The United States needs to pursue a positive vision that goes beyond the war on terrorism, it said.

The response of the Bush administration has been "a mixed bag," Nye said.

"But I do think that the view that we have not had smart power in terms of combining the various instruments we have, that we have underinvested in soft power, is represented in the Gates' remarks," he said.

Gates pointed to the huge disparity between the Pentagon's half trillion dollar budget and the State Department's 37 billion dollars.

Its 6,600 diplomats amount to the crew of a single US aircraft carrier, he said.

The US Agency for International Development has been slashed from 15,000 to 3,000 people, and the US Information Agency was dismantled, he said.

Underfunded and undermanned, US civilian agencies have not kept up with the demand for experts in war zones, leading to bitter complaints from US military officers that they have been left holding the bag.

General James Conway, the Marine Corps commandant, recalled recently that after the march on Baghdad in 2003, his marines were sent to stabilize southern Iraq.
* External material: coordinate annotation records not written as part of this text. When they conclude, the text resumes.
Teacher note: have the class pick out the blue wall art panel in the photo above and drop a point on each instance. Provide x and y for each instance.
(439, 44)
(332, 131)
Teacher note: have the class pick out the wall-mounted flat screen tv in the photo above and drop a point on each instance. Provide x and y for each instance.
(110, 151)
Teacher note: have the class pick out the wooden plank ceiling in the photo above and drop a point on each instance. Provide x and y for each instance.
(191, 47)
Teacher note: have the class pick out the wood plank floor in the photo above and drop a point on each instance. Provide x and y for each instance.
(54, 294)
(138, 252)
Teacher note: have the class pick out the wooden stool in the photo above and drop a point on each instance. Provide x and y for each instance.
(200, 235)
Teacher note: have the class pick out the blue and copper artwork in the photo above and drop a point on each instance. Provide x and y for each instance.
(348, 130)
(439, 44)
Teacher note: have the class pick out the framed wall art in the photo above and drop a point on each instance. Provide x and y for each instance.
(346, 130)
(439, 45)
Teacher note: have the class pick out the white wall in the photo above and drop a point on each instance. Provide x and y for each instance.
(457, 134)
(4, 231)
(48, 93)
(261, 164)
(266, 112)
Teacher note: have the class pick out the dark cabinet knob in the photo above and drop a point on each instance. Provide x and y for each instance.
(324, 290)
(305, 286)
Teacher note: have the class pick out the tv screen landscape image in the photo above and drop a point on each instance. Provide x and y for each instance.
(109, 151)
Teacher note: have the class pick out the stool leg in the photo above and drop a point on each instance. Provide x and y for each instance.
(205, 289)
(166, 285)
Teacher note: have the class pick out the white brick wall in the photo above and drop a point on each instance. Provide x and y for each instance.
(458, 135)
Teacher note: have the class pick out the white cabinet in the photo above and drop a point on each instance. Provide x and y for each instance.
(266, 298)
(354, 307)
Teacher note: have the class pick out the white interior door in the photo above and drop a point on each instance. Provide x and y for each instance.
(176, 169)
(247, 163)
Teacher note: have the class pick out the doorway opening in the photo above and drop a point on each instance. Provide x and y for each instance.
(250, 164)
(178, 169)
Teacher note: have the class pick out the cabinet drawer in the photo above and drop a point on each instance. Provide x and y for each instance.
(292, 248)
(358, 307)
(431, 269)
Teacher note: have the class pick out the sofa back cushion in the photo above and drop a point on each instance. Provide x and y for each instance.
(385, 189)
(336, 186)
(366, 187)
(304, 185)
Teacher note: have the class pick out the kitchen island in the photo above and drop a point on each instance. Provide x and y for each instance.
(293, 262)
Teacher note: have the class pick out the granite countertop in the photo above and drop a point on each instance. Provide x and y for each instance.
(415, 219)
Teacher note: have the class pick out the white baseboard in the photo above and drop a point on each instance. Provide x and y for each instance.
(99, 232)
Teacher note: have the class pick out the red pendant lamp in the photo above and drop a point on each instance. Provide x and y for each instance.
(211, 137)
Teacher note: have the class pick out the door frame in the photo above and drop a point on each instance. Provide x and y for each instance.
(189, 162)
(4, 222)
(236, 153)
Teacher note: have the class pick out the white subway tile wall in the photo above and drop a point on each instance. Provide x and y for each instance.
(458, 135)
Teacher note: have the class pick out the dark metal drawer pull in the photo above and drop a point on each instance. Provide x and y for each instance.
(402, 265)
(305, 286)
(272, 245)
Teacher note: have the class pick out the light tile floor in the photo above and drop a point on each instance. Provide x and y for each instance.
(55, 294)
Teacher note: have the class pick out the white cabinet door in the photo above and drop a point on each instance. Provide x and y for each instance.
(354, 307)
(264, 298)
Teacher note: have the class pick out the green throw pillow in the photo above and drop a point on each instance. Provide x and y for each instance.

"We were told to expect local governance teams and governance support teams which would help us with those functions and many, many more," he said. "Those teams did not arrive."

Marines have to be prepared to perform those tasks in future conflicts, he said.

But the right answer is to fund agencies "that we know are going to be players with this soft power (so) that they could develop sort of an expeditionary mentality and people who are anxious to get overseas and get their hands dirty," Conway said.

The State Department is seeking funding for a deployable corps of civilian experts.

But it is the military that has taken the lead in thinking about ways to harness civilian expertise to create security, raising fears in some quarters of a more militarized foreign policy.

The model is a new Africa Command that the Pentagon is establishing to help strengthen security in a troubled continent.

It is supposed to have a senior State Department official as its deputy and components from other civilian agencies.

"The risk is that it may end up being overly military and not enough of the others in part because of money and bodies. State for example is very worried about it for that reason," said Robert Hunter, a former US ambassador to NATO.

The military wants civilian agencies to do more to prevent wars, but is not waiting for them to get their act together, analysts say.

Instead, it has stepped up thinking and planning for what it calls "phase zero," military jargon for conflict prevention.

"I think they've come to the conclusion that insurgencies are really hard to fight. And so it would be better if they could not have the conflict in the first place," said Robert Perito, an expert at the US Institute of Peace.

"In conflict prevention, of course, there is very little military component to that. It's mostly all political and economic. That's the other thing that is going on," he said.